I’ve never experienced, including my own test recordings, dense vocal work where RMS is set and the peaks naturally fall below the high limit. Taking that upside down, I’ve never experienced Normalizing to 3.2dB and had a performance RMS too high. People who can do that are vocal or performance celebrities, not the AudioBook reader next door.

I kept coming back to setting peak first and then help the performance along if needed. The last voice test I did only Normalized peaks to -3.2dB and out the door.

As close to PAF as you can get.

Koz

I downloaded the rmsnormalize.ny plug-in and placed in the plug-ins folder within the Audacity folder in the Program Files directory. However, it does not show up in the Effect menu when I open the Audacity application.

Which version of Windows?
Which version of Audacity? (look in “Help > About Audacity”)

I have the same problem, I’ve downloaded it and put it in file but it’s not showing up under Effects. (I don’t understand the advice to check Help under Audacity, there’s nothing there about this I can spot).

Anybody know how I can get thae plug in to show up in my Effects menu? I’m using Windows 10. Thanks!

Assuming that you are using the current 2.2.2 version of Audacity, see here for how to enable plug-ins: https://manual.audacityteam.org/man/manage_effects_generators_and_analyzers.html

DC Offset removal: check
Rumble filter: check
Noise Reduction: check
Compression: check

And right there is a problem. There’s a reason Limiter follows RMS-Normalize in Mastering 4. RMS-Normalize is a volume defining tool. Limiter isn’t.

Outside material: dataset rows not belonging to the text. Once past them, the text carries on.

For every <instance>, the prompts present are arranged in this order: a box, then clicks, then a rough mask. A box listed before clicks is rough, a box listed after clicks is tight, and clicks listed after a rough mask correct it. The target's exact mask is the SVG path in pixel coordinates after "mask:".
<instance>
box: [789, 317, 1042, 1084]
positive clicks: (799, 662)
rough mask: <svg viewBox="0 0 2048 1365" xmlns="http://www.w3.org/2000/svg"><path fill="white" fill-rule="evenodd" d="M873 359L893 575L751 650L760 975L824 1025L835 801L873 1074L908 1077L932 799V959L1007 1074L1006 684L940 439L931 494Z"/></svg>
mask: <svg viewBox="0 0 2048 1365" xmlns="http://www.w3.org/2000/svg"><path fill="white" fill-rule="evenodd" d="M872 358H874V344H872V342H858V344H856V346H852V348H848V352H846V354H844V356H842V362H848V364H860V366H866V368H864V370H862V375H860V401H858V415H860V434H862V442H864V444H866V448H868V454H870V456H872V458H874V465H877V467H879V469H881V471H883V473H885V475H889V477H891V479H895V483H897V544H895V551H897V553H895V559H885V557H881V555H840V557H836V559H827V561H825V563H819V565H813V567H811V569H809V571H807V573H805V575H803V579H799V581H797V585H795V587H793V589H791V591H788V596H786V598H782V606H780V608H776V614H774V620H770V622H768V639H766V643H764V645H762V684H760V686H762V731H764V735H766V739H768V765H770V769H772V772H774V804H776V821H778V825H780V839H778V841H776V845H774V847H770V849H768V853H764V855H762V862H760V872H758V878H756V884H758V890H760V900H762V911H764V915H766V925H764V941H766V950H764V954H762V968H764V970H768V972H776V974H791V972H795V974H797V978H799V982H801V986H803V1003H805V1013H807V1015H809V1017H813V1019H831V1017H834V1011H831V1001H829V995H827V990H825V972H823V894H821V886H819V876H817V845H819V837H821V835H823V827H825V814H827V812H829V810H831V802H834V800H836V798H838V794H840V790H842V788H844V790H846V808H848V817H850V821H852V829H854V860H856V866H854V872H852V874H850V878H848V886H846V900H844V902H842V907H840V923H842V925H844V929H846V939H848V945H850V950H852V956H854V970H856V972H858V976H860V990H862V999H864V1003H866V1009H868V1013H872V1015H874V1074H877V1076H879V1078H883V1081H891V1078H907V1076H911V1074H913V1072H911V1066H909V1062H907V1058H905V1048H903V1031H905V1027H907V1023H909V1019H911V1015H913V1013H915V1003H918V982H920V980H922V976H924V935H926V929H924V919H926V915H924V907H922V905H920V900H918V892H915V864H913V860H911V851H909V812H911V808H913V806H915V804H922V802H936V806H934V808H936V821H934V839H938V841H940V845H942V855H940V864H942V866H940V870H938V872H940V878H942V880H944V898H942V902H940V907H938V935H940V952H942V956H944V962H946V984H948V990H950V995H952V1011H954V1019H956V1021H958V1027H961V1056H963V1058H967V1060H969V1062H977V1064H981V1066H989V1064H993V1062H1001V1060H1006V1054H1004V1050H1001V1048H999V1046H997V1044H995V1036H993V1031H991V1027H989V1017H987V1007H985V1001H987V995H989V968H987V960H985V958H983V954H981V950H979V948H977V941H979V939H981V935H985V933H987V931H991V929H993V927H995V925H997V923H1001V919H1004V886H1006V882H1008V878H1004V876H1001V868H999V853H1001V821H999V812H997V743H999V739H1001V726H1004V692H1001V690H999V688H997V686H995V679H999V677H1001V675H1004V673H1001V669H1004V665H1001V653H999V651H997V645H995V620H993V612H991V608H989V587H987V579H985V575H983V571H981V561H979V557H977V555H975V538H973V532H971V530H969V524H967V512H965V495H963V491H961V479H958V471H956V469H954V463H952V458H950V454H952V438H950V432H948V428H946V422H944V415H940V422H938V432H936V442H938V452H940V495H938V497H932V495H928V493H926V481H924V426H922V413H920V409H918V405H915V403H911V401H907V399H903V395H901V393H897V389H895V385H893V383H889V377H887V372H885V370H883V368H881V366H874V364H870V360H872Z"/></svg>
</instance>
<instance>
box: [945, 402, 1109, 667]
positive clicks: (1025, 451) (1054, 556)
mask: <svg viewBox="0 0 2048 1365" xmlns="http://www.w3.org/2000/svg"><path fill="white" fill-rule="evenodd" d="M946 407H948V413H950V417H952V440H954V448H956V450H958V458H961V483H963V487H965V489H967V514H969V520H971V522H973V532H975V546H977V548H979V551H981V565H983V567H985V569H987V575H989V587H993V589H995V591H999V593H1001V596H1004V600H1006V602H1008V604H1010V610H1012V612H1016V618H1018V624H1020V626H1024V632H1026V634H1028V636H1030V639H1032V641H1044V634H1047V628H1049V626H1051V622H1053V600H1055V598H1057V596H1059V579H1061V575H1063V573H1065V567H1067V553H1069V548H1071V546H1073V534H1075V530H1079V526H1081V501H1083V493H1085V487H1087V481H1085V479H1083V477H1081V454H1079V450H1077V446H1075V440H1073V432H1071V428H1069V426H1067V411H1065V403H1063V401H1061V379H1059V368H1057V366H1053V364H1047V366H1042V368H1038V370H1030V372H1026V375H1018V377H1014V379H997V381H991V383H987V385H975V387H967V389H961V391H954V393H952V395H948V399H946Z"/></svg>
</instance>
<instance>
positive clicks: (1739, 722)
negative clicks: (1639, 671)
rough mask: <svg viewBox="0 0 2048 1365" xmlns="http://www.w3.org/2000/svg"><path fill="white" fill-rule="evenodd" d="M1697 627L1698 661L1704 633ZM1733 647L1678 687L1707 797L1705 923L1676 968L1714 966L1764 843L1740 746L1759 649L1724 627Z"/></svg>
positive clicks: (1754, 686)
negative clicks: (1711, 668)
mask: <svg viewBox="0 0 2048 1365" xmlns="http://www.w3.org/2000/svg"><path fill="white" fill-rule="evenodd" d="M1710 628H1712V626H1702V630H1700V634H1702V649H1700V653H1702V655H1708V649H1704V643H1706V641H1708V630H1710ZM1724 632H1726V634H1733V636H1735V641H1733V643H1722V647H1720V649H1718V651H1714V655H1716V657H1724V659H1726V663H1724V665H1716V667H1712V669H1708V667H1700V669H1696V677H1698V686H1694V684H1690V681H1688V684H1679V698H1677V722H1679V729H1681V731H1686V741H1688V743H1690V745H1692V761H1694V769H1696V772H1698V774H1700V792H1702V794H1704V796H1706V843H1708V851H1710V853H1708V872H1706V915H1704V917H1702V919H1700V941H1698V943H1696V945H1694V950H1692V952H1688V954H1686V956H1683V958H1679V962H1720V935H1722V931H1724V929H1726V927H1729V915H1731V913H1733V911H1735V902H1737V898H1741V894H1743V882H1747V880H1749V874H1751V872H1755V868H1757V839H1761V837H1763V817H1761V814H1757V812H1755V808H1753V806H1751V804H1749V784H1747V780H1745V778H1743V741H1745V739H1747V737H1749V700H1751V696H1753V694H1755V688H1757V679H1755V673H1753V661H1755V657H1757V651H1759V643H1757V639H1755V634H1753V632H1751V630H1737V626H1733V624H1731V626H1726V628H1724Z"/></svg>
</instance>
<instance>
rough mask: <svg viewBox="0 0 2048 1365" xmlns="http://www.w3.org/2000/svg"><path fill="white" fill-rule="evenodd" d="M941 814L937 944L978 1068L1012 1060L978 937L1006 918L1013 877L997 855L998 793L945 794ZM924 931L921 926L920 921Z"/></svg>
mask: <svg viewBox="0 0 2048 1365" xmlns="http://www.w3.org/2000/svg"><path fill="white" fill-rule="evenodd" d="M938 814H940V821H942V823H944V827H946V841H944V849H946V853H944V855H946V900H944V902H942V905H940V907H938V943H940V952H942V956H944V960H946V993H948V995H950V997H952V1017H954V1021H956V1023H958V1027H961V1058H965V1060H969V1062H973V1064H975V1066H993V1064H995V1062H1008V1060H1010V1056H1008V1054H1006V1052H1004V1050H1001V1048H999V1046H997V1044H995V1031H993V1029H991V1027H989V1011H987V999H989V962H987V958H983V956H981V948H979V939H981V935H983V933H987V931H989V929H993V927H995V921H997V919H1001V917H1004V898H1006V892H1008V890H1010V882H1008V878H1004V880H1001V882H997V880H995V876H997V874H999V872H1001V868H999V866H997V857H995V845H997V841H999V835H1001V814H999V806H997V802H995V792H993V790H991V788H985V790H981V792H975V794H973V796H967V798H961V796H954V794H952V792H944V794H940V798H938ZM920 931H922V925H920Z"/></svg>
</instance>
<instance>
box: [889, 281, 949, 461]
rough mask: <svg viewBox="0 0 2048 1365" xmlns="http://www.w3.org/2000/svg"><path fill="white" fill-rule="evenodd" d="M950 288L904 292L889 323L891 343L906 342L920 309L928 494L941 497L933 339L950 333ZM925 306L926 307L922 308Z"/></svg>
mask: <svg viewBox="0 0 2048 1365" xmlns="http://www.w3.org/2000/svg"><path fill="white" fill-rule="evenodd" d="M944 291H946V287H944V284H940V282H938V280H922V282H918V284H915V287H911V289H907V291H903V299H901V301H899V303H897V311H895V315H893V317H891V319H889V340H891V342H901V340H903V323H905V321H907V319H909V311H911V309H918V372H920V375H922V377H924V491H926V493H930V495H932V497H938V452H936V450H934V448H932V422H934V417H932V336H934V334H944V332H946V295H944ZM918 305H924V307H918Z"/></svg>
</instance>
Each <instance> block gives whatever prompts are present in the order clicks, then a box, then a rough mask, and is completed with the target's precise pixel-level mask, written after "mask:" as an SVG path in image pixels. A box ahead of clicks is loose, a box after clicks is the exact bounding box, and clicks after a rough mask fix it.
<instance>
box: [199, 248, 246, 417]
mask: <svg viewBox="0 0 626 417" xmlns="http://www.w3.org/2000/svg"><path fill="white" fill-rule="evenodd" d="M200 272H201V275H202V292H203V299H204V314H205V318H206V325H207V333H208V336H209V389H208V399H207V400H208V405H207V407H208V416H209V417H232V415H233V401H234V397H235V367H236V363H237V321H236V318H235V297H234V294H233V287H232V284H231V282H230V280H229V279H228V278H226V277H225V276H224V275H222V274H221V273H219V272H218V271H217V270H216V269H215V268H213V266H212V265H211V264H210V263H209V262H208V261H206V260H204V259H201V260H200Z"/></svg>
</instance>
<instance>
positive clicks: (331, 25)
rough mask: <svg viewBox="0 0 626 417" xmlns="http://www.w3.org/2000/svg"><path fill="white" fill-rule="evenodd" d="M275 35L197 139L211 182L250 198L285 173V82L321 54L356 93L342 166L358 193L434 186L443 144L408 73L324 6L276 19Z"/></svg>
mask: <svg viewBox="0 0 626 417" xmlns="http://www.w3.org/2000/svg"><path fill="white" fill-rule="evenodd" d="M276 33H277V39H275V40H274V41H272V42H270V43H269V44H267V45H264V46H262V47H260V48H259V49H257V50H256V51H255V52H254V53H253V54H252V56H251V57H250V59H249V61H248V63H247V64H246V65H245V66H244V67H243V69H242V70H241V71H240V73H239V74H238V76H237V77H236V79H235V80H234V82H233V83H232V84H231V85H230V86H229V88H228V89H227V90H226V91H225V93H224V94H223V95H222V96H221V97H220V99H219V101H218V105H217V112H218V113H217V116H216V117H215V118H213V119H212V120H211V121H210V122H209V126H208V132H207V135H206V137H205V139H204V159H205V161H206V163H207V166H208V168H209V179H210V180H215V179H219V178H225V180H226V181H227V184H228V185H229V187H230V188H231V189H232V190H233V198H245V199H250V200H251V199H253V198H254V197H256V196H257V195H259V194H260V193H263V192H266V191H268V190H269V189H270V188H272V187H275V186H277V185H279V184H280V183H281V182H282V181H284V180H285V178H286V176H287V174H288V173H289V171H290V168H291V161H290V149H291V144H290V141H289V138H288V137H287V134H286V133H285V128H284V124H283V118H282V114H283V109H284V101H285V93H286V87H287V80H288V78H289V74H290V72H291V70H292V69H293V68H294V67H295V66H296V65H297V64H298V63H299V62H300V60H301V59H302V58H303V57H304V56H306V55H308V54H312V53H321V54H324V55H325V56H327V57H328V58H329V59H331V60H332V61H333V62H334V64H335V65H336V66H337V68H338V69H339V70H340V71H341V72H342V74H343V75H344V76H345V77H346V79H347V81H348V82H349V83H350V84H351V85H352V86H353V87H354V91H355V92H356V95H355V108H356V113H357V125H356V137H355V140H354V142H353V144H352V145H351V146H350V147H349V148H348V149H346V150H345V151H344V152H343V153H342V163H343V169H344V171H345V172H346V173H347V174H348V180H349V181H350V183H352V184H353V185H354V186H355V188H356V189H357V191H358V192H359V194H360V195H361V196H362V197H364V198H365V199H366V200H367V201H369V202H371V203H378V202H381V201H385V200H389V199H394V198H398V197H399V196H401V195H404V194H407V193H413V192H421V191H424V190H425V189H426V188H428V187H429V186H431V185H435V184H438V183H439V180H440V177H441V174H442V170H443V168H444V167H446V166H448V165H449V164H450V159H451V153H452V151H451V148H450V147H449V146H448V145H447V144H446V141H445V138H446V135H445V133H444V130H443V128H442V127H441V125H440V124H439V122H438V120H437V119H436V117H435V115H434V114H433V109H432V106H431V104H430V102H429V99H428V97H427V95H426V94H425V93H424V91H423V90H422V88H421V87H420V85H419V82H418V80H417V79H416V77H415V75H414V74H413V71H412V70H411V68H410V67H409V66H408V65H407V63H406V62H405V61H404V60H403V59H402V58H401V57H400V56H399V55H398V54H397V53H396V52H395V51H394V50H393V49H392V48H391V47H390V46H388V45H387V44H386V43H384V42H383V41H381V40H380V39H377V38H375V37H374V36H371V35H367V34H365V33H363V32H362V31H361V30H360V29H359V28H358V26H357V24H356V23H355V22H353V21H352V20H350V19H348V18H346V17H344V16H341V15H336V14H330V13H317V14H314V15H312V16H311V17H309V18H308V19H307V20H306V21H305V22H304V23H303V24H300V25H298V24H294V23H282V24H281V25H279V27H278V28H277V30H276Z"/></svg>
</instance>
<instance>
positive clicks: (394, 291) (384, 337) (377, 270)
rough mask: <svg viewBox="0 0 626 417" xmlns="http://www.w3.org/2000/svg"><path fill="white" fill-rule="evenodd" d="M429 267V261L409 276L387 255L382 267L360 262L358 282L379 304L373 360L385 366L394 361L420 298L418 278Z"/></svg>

The first three tools don’t care at all the volume of the original. Compression does. Compression works from a known good volume. It’s not open ended. You need a volume definition step before compression in order for it to do predictable things.

Compression: check
Equalization: check

Those are performer dependent. How much equalization is my voice going to need?

I think it’s a mistake to combine theatrical sound quality corrections in the same tool as “make it past ACX Check.”

It’s a goal of Mastering 4 to have the tools not do anything if they’re not needed.

I can imagine automating Mastering 4 and applying it twice. Once to get the performance in the ballpark enough to apply performance dependent corrections (de-essing, de-clicking equalization, compression), and then again just before submission.

Somewhere in the middle you find out your apartment is too noisy and so starts the multi-month quest to meet ACX Noise in addition to the other two.

If this was easy, anybody could do it.